As the SEM is used in the calculation of the confidence interval, $\text{CI-}95\%=[\mu -1.96·\text{SEM,}\mu +1.96·\text{SEM}]$, the magnitude of SEM relative to the magnitude of the SPR difference, $\mathrm{\Delta }\text{SPR}$, indicates if the result is statistically significant.

2.4. CT scan protocols

SECT images were generated by linearly weighted summation of the low and high energy DECT images, to simulate a 120 kVp image. This procedure was chosen not to expose the patients to an unnecessarily increased dose by acquiring both a DECT and SECT scan. Yu et al. have showed that this procedure can provide the same image quality as regular SECT images [15].

Patients in Group A were scanned with a Siemens SOMATOM Definition Flash dual source CT scanner (Siemens Healthineers, Forchheim, Germany) with a tube potential pair of 100/Sn140 kVp (Sn: 0.4 mm extra tin filtration). The two DECT scans were acquired simultaneous using two x-ray tubes with a $95°$ separation. Virtual 120 kVp SECT scans were generated during the reconstruction process at the scanner. The mixing parameter was set to $M=0.6$ (Eq. (5)) as suggested for this scan protocol by Krauss et al. [21]. The mixing parameter was verified by comparing the CT numbers for the tissue equivalent inserts of the calibration phantom from a virtual and a real 120 kVp image set, where the virtual 120 kVp were based on the linear mix of the 100/Sn140 kVp image sets.

Group B was scanned with a Philips Brilliance Big Bore CT scanner (Philips Heathcare, Cleveland, OH) with a tube potential combination of 90 kVp and 140 kVp, which was the lowest and highest tube potential available on this CT scanner; no extra filtration was possible at this scanner. Generation of virtual 120 kVp images was done manually as it was not possible as part of the reconstruction at the scanner console. The optimal mixing parameter for the 90 kVp and 140 kVp images was determined by least squares fitting to the following equation [13]:

$${\mathcal{H}}_{120\text{kVp}}=M·{\mathcal{H}}_{\text{low}}+(1-M)·{\mathcal{H}}_{\text{high}}$$ (5)

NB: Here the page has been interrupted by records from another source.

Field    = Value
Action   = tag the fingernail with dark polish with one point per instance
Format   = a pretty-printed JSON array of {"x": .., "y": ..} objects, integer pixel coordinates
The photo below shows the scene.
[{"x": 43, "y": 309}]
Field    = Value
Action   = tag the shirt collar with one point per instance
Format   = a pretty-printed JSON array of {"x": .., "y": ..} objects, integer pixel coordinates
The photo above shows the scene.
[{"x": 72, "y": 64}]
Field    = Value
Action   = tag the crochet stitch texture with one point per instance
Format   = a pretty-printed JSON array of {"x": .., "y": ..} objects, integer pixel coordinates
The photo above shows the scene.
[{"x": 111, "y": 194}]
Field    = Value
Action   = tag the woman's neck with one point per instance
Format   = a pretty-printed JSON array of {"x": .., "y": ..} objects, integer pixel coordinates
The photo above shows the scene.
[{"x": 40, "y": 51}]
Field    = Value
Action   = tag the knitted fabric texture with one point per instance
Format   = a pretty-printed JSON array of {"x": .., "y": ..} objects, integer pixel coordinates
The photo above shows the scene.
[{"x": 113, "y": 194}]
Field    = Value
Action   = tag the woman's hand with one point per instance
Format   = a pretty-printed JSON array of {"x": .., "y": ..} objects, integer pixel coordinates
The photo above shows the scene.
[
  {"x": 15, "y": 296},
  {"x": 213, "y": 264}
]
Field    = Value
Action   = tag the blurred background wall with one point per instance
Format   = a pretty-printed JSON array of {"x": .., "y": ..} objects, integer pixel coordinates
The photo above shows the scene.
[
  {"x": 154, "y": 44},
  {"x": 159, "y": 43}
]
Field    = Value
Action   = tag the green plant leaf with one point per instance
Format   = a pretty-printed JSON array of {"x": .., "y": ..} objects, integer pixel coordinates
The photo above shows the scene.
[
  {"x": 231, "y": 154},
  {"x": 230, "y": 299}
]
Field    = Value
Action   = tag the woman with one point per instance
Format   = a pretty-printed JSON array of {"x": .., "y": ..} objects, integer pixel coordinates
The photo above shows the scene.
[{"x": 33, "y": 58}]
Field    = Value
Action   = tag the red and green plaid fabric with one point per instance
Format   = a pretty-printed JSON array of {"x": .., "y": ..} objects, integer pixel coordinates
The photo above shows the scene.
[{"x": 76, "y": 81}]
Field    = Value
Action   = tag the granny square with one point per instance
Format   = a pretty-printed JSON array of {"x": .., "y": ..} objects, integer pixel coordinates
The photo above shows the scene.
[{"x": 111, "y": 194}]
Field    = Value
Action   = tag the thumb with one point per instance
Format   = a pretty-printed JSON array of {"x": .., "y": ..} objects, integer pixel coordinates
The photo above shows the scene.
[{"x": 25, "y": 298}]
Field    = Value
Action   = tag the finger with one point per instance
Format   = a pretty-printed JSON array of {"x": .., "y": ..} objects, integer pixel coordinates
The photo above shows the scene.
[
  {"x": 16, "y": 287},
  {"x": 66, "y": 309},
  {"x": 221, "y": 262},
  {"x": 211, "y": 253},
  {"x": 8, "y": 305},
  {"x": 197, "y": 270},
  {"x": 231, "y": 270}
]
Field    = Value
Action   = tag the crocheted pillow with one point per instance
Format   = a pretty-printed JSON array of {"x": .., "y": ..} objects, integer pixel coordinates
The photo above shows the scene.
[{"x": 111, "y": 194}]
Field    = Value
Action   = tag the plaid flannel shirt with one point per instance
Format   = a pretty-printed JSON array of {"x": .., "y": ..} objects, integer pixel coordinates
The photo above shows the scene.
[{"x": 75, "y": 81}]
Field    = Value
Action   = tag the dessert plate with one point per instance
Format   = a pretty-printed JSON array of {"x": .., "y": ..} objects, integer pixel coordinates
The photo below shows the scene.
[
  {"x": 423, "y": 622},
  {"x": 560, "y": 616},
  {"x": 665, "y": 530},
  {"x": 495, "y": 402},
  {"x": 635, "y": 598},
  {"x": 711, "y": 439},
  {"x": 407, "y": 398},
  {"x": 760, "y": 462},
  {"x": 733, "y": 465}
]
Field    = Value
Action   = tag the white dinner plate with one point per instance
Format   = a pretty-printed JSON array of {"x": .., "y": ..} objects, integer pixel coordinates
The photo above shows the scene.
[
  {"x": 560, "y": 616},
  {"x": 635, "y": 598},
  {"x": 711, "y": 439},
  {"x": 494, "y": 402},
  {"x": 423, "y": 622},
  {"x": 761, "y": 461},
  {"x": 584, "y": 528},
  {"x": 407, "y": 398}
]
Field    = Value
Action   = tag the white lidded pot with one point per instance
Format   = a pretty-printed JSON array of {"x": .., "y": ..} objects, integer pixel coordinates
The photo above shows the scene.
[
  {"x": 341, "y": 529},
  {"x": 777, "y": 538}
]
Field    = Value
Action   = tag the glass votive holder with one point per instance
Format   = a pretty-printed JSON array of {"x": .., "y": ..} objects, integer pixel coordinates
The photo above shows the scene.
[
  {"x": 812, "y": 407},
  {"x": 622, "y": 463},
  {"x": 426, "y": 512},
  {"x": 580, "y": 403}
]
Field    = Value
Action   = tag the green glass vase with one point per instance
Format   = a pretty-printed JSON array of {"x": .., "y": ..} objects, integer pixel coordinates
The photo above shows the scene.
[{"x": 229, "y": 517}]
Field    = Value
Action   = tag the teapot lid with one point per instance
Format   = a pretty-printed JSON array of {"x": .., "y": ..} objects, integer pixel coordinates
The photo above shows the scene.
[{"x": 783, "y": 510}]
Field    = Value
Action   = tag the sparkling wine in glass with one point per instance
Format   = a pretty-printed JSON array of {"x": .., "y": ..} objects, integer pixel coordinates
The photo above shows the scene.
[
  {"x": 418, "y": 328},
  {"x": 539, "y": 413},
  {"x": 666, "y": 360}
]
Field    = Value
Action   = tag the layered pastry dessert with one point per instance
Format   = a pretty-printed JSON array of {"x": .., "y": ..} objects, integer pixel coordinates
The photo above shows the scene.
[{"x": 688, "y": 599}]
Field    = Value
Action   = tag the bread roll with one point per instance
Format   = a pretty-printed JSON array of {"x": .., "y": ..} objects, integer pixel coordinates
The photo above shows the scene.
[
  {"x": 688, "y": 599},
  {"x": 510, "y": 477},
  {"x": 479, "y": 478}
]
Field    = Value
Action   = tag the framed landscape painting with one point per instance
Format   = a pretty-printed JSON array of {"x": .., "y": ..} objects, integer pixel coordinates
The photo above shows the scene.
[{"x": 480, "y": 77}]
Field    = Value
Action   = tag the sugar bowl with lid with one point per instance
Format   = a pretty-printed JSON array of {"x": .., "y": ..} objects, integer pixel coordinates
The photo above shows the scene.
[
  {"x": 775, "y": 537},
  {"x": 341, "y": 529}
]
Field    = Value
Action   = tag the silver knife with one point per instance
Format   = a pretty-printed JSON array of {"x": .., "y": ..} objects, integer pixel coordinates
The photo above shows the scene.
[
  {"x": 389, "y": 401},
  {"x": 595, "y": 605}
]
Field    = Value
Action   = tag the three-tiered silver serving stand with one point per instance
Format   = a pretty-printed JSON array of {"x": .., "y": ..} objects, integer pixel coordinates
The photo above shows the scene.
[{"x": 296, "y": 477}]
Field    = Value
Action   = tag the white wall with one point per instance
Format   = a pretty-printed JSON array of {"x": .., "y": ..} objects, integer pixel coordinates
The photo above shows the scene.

where ${\mathcal{H}}_j$ is the CT number for low or high DECT image or the virtual 120 kVp image. The optimization was based on CT scans of calibration phantom at all three energies. The optimal mixing parameter was found to be $M=0.28$. For two patients in this group, SECT scans at 120 kVp were also acquired, and these SECT scans were used to validate the virtual SECT scan derived from the DECT scans.

The dose was split equally between the 90 kVp and 140 kVp images. The tube current-time product (mAs) was set individually for the 90 kVp and 140 kVp scan to obtain the same dose-length-product (DLP) for both scans. The sum of the DLPs was equal to the DLP for a 120 kVp scan. The median temporal separation between the acquisitions of the 90 kVp and 140 kVp scans was 39 s.

All patients were fixated in thermoplastic masks (Qfix, Avondale, PA). The DECT imaging dose was matched to a regular SECT scan used for treatment planning based on the DLP. A median CTDI_vol of 6.7 mGy (range: 4.9 to 10.3 mGy) was used, and tube modulation was used for all patients.

2.5. Image processing

The field-of-view (FOV) of the high energy image for the dual source scanner was too small to encompass the shoulders of the patients (Group A). To avoid truncation artifacts image slices which did not encompass the entire body outline and the fixation devices were excluded. The shoulder slices were also removed from the images acquired at the SECT scanner (Group B). The image slices containing the uppermost part of the head was also removed. The reconstructed slice thickness was 3 mm and the rapid diameter change in this region caused partial volume averaging. Image slices in the mouth region contaminated by metal artifacts due to dental fillings were excluded for twelve patients (2–13 image slices). After image slice exclusions between 49 and 81 (median = 68) slices were used for SPR calculations.

Before the SPR calculations, the images were cropped to exclude excess air around the patients. Further, the images were segmented, and for all pixels outside body outline, the SPR was set to zero to avoid SPR comparison in non-tissue equivalent fixation devices.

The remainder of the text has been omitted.